Monday, May. 29, 1978

Stories about tempestuous events and controversial issues bring us lots of mail. The responses are sometimes angry, sometimes supportive, but almost always serious. Lately, however, we have had a number of letters from women in something of a lighter vein. After Senior Writer Lance Morrow wrote the Essay "In Praise of Older Women" (TIME, April 24), he was inundated with notes thanking him for his encouraging insights. But other readers suggested that his double standard was showing. "Since when would men in their 30s be considered older men?" queried one. A young girl had a special complaint. "When I was two, it was terribly fashionable to be a teenager. Now that I'm a teenager, anyone under 30 is considered immature. Will I forever be at the mercy of the demographic bulge?"

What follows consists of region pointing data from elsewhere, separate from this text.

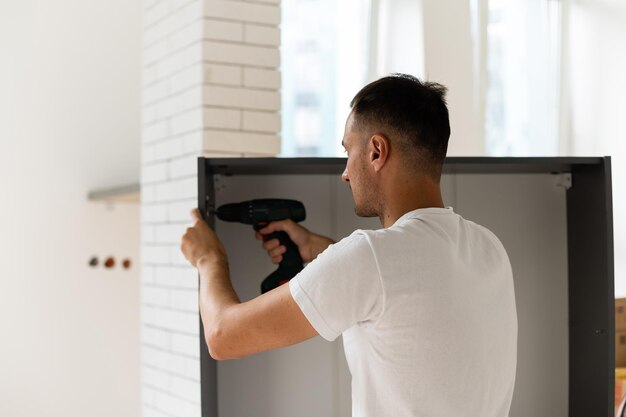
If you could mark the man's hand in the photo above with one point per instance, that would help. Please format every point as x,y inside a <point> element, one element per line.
<point>309,244</point>
<point>200,244</point>
<point>233,329</point>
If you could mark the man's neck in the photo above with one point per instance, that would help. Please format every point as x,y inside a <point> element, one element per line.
<point>403,198</point>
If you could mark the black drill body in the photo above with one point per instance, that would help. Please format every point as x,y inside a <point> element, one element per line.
<point>259,213</point>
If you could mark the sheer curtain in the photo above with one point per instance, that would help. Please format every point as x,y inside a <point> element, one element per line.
<point>594,114</point>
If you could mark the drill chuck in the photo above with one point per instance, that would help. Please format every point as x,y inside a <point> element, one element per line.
<point>261,212</point>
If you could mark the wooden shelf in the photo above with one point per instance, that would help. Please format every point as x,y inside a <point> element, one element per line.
<point>125,193</point>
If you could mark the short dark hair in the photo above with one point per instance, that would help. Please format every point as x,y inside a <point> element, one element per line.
<point>410,113</point>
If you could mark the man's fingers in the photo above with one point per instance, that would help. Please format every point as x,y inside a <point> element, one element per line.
<point>270,244</point>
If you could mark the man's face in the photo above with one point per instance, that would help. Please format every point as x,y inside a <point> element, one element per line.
<point>357,173</point>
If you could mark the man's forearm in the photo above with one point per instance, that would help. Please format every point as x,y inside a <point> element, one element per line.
<point>216,295</point>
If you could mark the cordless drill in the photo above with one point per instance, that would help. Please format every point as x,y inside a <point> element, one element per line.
<point>259,213</point>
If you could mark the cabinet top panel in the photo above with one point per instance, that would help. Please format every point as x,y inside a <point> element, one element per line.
<point>460,165</point>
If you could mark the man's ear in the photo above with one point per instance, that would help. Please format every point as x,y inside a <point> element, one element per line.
<point>378,151</point>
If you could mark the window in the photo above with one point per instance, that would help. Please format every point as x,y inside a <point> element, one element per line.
<point>523,73</point>
<point>325,46</point>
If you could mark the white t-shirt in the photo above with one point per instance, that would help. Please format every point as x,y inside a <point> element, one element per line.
<point>427,312</point>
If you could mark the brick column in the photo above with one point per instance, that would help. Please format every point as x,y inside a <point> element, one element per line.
<point>211,87</point>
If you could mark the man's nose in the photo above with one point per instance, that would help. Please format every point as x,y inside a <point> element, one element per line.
<point>344,175</point>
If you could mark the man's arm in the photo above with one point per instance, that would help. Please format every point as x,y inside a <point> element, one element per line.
<point>234,329</point>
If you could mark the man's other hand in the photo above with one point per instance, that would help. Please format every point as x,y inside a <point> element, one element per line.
<point>200,243</point>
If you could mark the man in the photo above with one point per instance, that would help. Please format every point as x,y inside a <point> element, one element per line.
<point>425,305</point>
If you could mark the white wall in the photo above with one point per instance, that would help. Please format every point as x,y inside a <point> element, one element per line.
<point>596,109</point>
<point>69,111</point>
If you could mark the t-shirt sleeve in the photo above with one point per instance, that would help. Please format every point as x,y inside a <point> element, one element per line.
<point>341,287</point>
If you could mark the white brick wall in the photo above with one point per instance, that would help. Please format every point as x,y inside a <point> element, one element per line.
<point>210,87</point>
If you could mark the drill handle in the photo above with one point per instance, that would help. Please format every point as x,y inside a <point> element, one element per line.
<point>291,257</point>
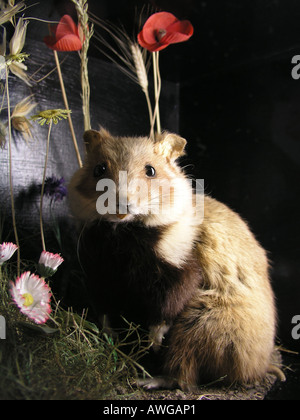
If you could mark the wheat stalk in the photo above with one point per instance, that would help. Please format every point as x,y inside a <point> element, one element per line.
<point>142,76</point>
<point>83,18</point>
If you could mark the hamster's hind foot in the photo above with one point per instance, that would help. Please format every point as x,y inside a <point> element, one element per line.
<point>156,383</point>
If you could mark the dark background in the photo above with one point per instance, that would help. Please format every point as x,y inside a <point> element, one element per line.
<point>229,91</point>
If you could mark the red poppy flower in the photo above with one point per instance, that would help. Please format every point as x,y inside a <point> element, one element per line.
<point>66,36</point>
<point>163,29</point>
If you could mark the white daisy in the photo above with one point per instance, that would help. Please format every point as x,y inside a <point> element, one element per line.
<point>32,295</point>
<point>7,249</point>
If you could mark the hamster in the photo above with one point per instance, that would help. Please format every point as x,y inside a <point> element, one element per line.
<point>200,280</point>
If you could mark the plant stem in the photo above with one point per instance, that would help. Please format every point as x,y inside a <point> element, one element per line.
<point>64,95</point>
<point>83,18</point>
<point>150,114</point>
<point>43,187</point>
<point>157,90</point>
<point>13,212</point>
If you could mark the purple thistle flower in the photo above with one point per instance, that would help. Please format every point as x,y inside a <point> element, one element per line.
<point>55,188</point>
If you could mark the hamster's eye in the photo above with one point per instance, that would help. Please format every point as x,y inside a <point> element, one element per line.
<point>150,171</point>
<point>100,170</point>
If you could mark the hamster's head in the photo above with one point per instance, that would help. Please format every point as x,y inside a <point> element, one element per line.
<point>127,179</point>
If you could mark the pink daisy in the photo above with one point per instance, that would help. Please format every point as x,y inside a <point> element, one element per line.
<point>7,249</point>
<point>49,263</point>
<point>32,295</point>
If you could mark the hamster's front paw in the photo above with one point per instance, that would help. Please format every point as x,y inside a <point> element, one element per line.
<point>157,334</point>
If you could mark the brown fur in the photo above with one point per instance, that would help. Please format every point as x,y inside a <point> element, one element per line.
<point>225,324</point>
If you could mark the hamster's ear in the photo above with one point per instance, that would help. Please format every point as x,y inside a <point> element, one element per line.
<point>92,138</point>
<point>171,146</point>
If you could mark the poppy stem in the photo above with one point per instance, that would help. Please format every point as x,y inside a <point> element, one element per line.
<point>13,212</point>
<point>43,186</point>
<point>157,90</point>
<point>65,99</point>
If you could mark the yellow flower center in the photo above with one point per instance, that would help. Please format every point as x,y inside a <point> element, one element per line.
<point>28,299</point>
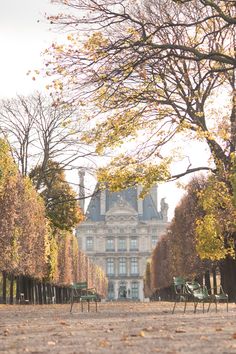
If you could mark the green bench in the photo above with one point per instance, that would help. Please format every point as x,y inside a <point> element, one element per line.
<point>81,292</point>
<point>192,291</point>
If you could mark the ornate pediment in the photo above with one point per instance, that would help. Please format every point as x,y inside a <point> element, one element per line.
<point>121,208</point>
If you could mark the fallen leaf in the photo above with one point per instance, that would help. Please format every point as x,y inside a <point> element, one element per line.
<point>51,343</point>
<point>142,334</point>
<point>204,338</point>
<point>103,343</point>
<point>180,330</point>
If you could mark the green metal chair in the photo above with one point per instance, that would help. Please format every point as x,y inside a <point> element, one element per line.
<point>180,292</point>
<point>81,292</point>
<point>198,293</point>
<point>220,296</point>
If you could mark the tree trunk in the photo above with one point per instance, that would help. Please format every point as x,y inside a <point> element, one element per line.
<point>228,277</point>
<point>214,280</point>
<point>4,287</point>
<point>12,278</point>
<point>208,281</point>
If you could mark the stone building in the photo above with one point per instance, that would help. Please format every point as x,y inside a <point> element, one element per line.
<point>119,234</point>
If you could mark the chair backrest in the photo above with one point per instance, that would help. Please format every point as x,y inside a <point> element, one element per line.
<point>194,288</point>
<point>179,285</point>
<point>79,286</point>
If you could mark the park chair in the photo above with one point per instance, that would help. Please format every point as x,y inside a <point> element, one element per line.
<point>198,293</point>
<point>81,292</point>
<point>180,292</point>
<point>219,296</point>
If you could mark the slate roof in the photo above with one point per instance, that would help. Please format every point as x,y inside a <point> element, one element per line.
<point>150,212</point>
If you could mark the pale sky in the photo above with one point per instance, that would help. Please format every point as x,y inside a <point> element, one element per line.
<point>24,34</point>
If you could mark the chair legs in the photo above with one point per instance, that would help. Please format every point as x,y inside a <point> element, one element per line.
<point>174,308</point>
<point>71,303</point>
<point>185,305</point>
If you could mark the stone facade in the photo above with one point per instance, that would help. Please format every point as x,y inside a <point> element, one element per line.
<point>119,234</point>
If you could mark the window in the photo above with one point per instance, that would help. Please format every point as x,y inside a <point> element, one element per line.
<point>134,291</point>
<point>110,244</point>
<point>110,266</point>
<point>134,265</point>
<point>133,243</point>
<point>122,266</point>
<point>110,290</point>
<point>154,240</point>
<point>122,244</point>
<point>89,243</point>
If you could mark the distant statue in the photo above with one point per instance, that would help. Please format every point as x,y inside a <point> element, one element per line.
<point>164,208</point>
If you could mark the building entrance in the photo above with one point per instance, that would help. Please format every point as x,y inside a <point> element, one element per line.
<point>122,291</point>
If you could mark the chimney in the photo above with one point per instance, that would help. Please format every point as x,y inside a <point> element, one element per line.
<point>81,188</point>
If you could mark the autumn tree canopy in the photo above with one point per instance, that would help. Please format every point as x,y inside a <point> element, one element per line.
<point>150,69</point>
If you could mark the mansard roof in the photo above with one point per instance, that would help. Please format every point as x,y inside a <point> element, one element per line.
<point>129,197</point>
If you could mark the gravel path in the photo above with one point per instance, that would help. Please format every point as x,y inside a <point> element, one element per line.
<point>117,328</point>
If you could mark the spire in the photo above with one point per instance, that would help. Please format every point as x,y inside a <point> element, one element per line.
<point>81,173</point>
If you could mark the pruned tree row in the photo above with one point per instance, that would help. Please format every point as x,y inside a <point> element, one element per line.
<point>178,252</point>
<point>38,261</point>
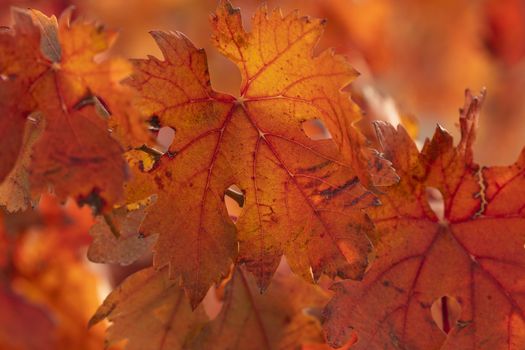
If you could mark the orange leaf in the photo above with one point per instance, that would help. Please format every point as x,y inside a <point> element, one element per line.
<point>277,319</point>
<point>49,67</point>
<point>302,198</point>
<point>469,251</point>
<point>151,312</point>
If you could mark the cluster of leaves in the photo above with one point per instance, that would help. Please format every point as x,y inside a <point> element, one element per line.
<point>416,276</point>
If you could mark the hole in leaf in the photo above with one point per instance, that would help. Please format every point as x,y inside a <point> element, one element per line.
<point>154,123</point>
<point>102,107</point>
<point>234,201</point>
<point>165,137</point>
<point>316,130</point>
<point>436,202</point>
<point>445,312</point>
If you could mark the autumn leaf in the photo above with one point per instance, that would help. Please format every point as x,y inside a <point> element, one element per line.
<point>117,238</point>
<point>15,192</point>
<point>17,314</point>
<point>49,291</point>
<point>151,311</point>
<point>303,198</point>
<point>469,251</point>
<point>276,319</point>
<point>50,68</point>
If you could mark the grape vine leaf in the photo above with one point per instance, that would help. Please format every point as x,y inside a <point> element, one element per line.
<point>152,312</point>
<point>16,314</point>
<point>471,251</point>
<point>303,198</point>
<point>277,319</point>
<point>44,268</point>
<point>49,67</point>
<point>117,238</point>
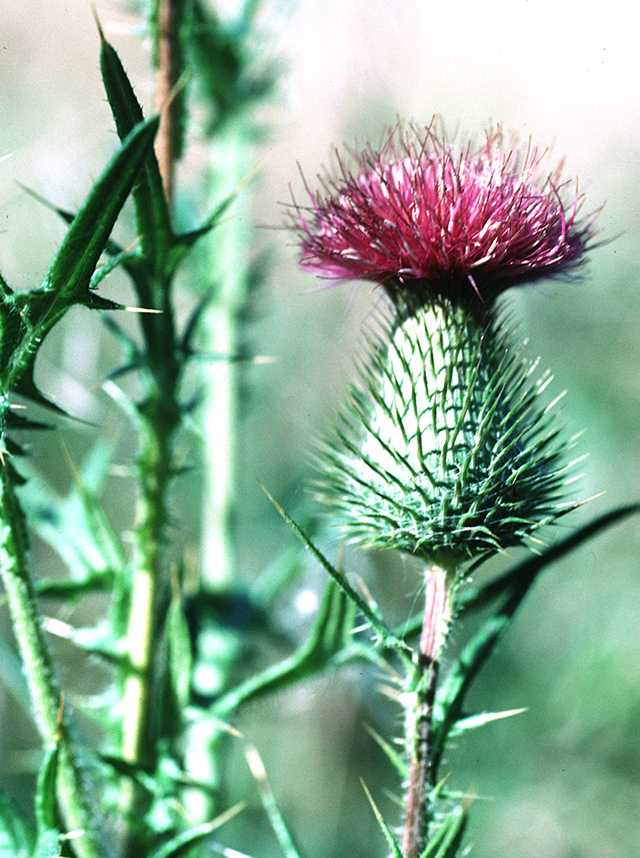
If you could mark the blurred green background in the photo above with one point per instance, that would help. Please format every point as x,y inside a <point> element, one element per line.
<point>562,780</point>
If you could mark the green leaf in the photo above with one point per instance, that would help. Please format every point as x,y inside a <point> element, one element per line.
<point>12,677</point>
<point>447,841</point>
<point>329,636</point>
<point>388,834</point>
<point>46,801</point>
<point>180,652</point>
<point>76,525</point>
<point>16,840</point>
<point>152,214</point>
<point>49,834</point>
<point>397,760</point>
<point>387,638</point>
<point>27,317</point>
<point>48,845</point>
<point>182,843</point>
<point>274,814</point>
<point>476,598</point>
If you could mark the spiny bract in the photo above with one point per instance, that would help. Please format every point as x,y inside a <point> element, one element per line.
<point>446,449</point>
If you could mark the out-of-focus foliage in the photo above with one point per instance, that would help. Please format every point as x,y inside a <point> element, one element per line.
<point>561,778</point>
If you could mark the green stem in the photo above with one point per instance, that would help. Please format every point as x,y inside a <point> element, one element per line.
<point>419,699</point>
<point>154,474</point>
<point>43,687</point>
<point>218,648</point>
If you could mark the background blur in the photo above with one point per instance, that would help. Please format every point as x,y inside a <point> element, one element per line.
<point>562,780</point>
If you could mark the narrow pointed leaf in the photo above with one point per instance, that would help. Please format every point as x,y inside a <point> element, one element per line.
<point>387,638</point>
<point>48,845</point>
<point>447,841</point>
<point>478,598</point>
<point>329,636</point>
<point>180,652</point>
<point>46,800</point>
<point>392,843</point>
<point>16,840</point>
<point>276,819</point>
<point>396,759</point>
<point>27,317</point>
<point>152,214</point>
<point>185,841</point>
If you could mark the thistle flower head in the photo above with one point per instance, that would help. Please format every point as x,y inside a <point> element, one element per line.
<point>420,214</point>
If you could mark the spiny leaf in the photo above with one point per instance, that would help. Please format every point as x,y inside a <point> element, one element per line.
<point>277,820</point>
<point>387,638</point>
<point>447,841</point>
<point>451,694</point>
<point>388,834</point>
<point>27,317</point>
<point>46,801</point>
<point>396,759</point>
<point>184,842</point>
<point>223,64</point>
<point>329,636</point>
<point>48,845</point>
<point>180,653</point>
<point>152,214</point>
<point>477,598</point>
<point>12,678</point>
<point>16,840</point>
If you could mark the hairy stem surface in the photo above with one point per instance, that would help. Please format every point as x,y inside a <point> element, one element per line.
<point>419,712</point>
<point>217,647</point>
<point>38,669</point>
<point>165,82</point>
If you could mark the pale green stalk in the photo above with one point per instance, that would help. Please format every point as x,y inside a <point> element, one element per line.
<point>418,701</point>
<point>231,158</point>
<point>43,687</point>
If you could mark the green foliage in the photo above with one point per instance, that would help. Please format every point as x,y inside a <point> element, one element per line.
<point>221,56</point>
<point>16,840</point>
<point>329,637</point>
<point>447,450</point>
<point>388,834</point>
<point>27,317</point>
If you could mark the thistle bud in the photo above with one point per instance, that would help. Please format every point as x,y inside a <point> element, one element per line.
<point>447,448</point>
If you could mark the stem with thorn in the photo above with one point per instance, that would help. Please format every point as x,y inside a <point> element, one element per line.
<point>165,82</point>
<point>37,666</point>
<point>419,699</point>
<point>218,648</point>
<point>159,418</point>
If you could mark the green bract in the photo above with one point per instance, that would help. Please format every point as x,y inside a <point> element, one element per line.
<point>447,448</point>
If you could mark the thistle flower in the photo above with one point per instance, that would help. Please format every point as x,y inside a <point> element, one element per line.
<point>418,211</point>
<point>447,448</point>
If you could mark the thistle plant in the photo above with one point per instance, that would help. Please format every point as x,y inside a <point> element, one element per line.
<point>449,449</point>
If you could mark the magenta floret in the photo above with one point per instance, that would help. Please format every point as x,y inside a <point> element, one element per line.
<point>420,209</point>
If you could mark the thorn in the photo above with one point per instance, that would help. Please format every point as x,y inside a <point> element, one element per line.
<point>149,310</point>
<point>59,717</point>
<point>94,12</point>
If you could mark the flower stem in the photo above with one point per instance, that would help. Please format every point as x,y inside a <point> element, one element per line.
<point>38,668</point>
<point>165,82</point>
<point>419,711</point>
<point>154,473</point>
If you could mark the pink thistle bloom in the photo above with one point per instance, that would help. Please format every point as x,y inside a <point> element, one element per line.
<point>454,220</point>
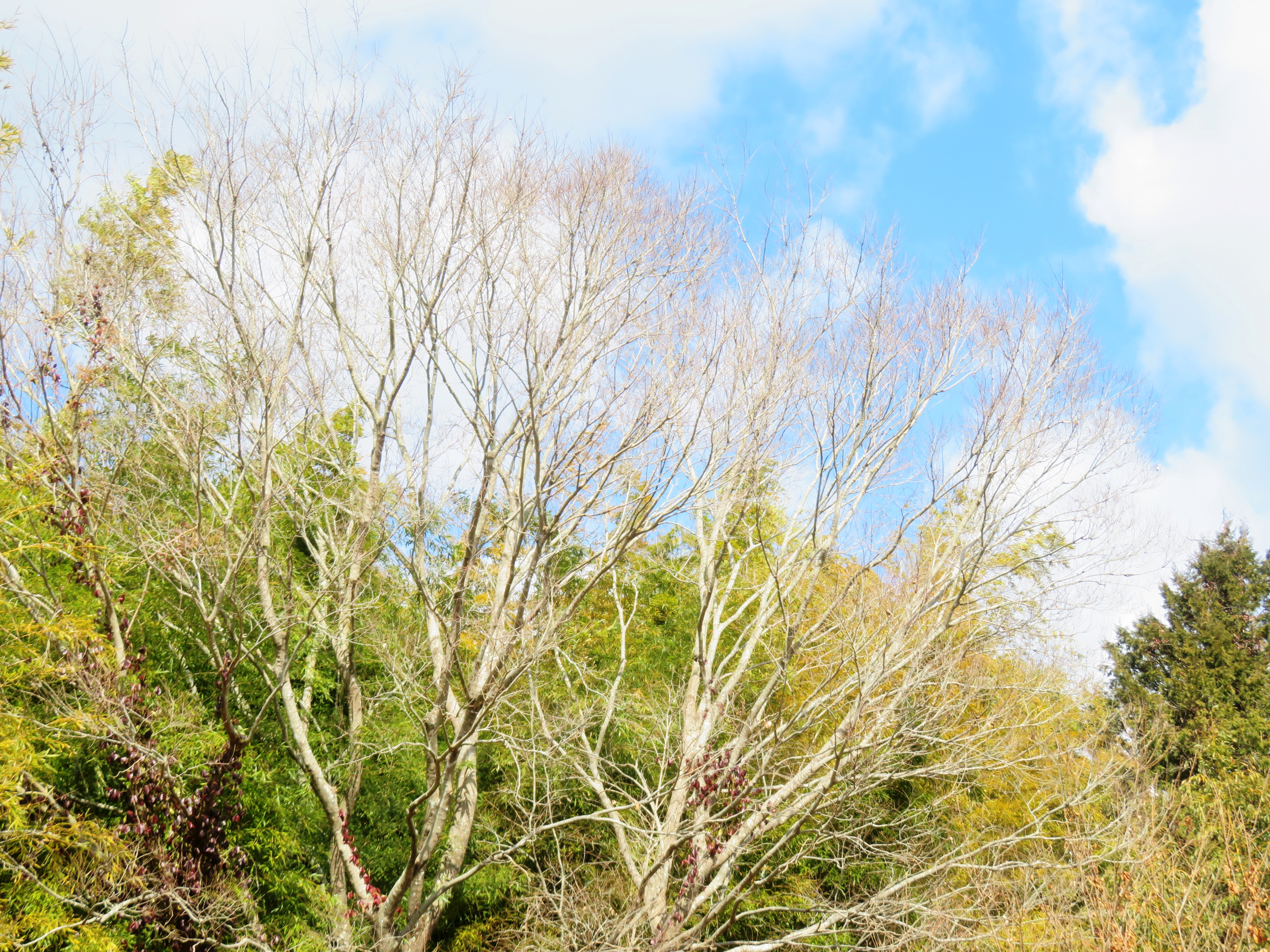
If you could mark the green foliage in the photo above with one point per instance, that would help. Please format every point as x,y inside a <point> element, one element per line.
<point>1206,668</point>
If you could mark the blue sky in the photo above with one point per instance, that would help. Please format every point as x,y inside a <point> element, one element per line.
<point>1119,146</point>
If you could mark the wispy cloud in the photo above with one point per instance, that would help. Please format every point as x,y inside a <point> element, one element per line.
<point>1185,197</point>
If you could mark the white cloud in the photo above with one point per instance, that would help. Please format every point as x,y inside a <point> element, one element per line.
<point>591,68</point>
<point>643,69</point>
<point>1187,201</point>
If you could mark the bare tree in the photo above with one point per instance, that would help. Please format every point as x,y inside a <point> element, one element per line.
<point>375,294</point>
<point>900,484</point>
<point>383,385</point>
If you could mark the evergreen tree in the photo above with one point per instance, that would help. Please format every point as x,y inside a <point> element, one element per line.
<point>1206,669</point>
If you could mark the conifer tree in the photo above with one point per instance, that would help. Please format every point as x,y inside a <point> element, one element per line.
<point>1206,668</point>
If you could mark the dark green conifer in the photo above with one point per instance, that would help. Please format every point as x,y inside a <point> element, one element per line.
<point>1206,669</point>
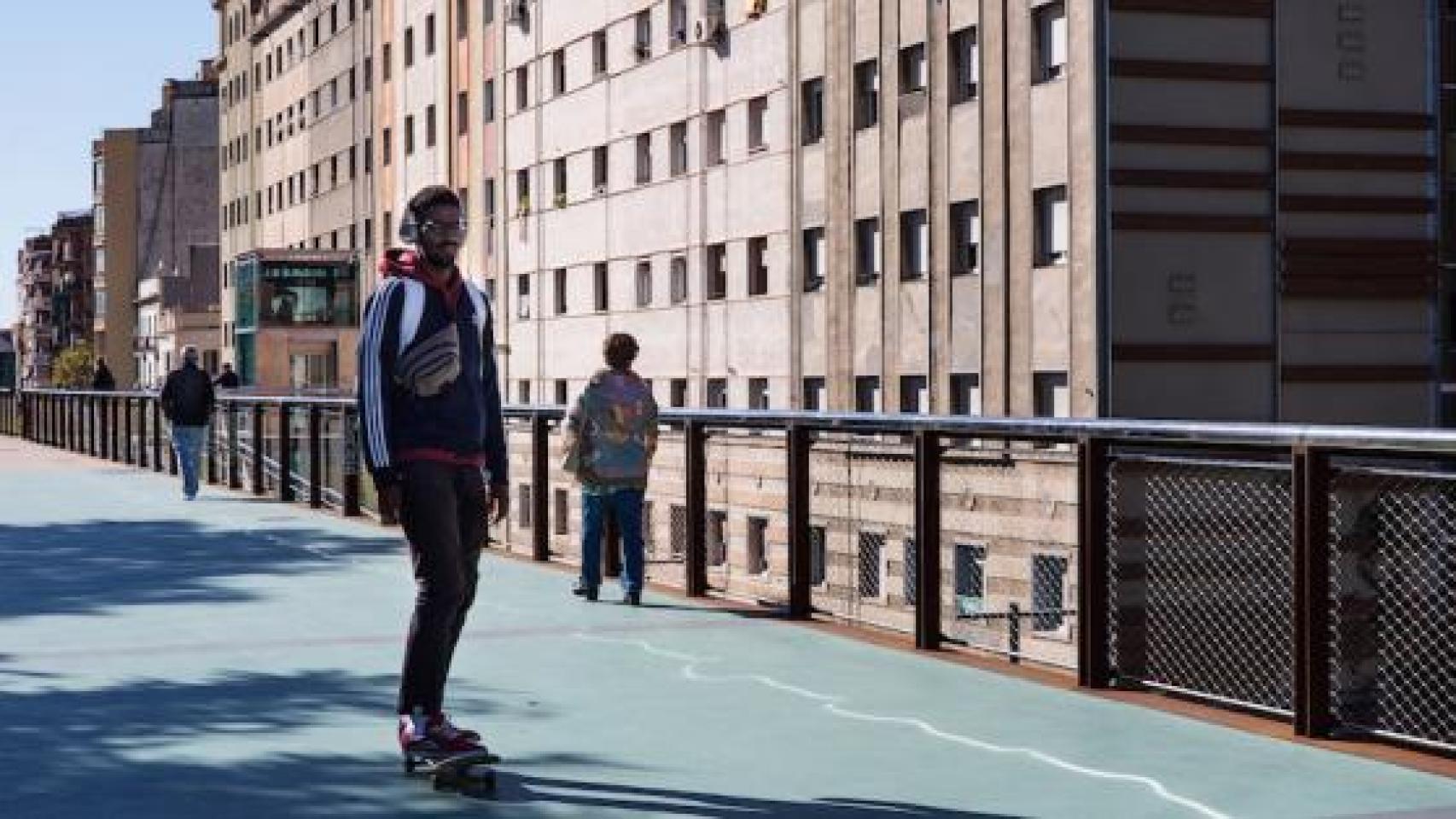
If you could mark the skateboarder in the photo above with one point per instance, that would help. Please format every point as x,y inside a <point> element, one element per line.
<point>435,445</point>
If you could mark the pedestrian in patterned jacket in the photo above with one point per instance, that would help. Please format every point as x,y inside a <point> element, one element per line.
<point>612,439</point>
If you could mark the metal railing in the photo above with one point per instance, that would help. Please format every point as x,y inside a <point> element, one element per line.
<point>1303,572</point>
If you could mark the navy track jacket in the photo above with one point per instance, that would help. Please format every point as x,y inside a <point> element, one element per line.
<point>462,425</point>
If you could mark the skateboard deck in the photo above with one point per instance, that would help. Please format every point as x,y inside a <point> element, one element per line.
<point>469,773</point>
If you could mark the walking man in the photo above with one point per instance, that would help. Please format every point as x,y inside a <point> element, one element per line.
<point>612,441</point>
<point>435,445</point>
<point>187,399</point>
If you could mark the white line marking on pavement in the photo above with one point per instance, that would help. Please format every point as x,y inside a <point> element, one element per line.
<point>831,705</point>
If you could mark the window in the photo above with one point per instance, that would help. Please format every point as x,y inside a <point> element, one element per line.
<point>644,153</point>
<point>523,502</point>
<point>678,20</point>
<point>561,511</point>
<point>1050,394</point>
<point>965,393</point>
<point>759,393</point>
<point>1049,581</point>
<point>713,138</point>
<point>678,280</point>
<point>599,169</point>
<point>757,113</point>
<point>915,245</point>
<point>599,54</point>
<point>678,144</point>
<point>717,396</point>
<point>717,537</point>
<point>965,68</point>
<point>559,291</point>
<point>643,43</point>
<point>523,295</point>
<point>757,265</point>
<point>970,578</point>
<point>818,555</point>
<point>911,68</point>
<point>644,282</point>
<point>757,546</point>
<point>812,115</point>
<point>1050,43</point>
<point>812,259</point>
<point>1053,226</point>
<point>717,271</point>
<point>866,251</point>
<point>866,393</point>
<point>866,95</point>
<point>600,284</point>
<point>871,549</point>
<point>915,398</point>
<point>812,394</point>
<point>965,237</point>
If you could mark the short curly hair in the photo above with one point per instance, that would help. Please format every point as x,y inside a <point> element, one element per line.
<point>620,351</point>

In the same issue, an Education story about a limerick contest staged by Connecticut's Mohegan Community College ("A Rich Orgy of Witty Ditties") brought in a batch of limericks in reply. Some readers claimed that the contest limericks did not scan. But most scolded Limerick Judge Isaac Asimov for his assertion that in limerick writing, "women tend to be dirtier but less clever than men." Countered Reader Margaret Mitchell Dukore of Kaneohe, Hawaii:

You say women tend to be "dirty "

More vulgar, less witty (and flirty?)

Well, I'd like to say

To you males (if I may)

You are a tad bit too stuff shirty!

June Gooderham of West Vancouver, B.C., was more severe:

Asimov was a science professor

Who judged women 's rhymes were the lesser

He outraged women 's lib

By telling this fib

And now he must face his confessor.

Asimov, when confronted with the deluge of verses he had caused to descend on us, composed a somewhat conciliatory retort of his own.

Are the women in all things less bright?

I assure you I don 't think that's right.

It's just comic verse

In which they seem worse.

In all else, they are pure dynamite.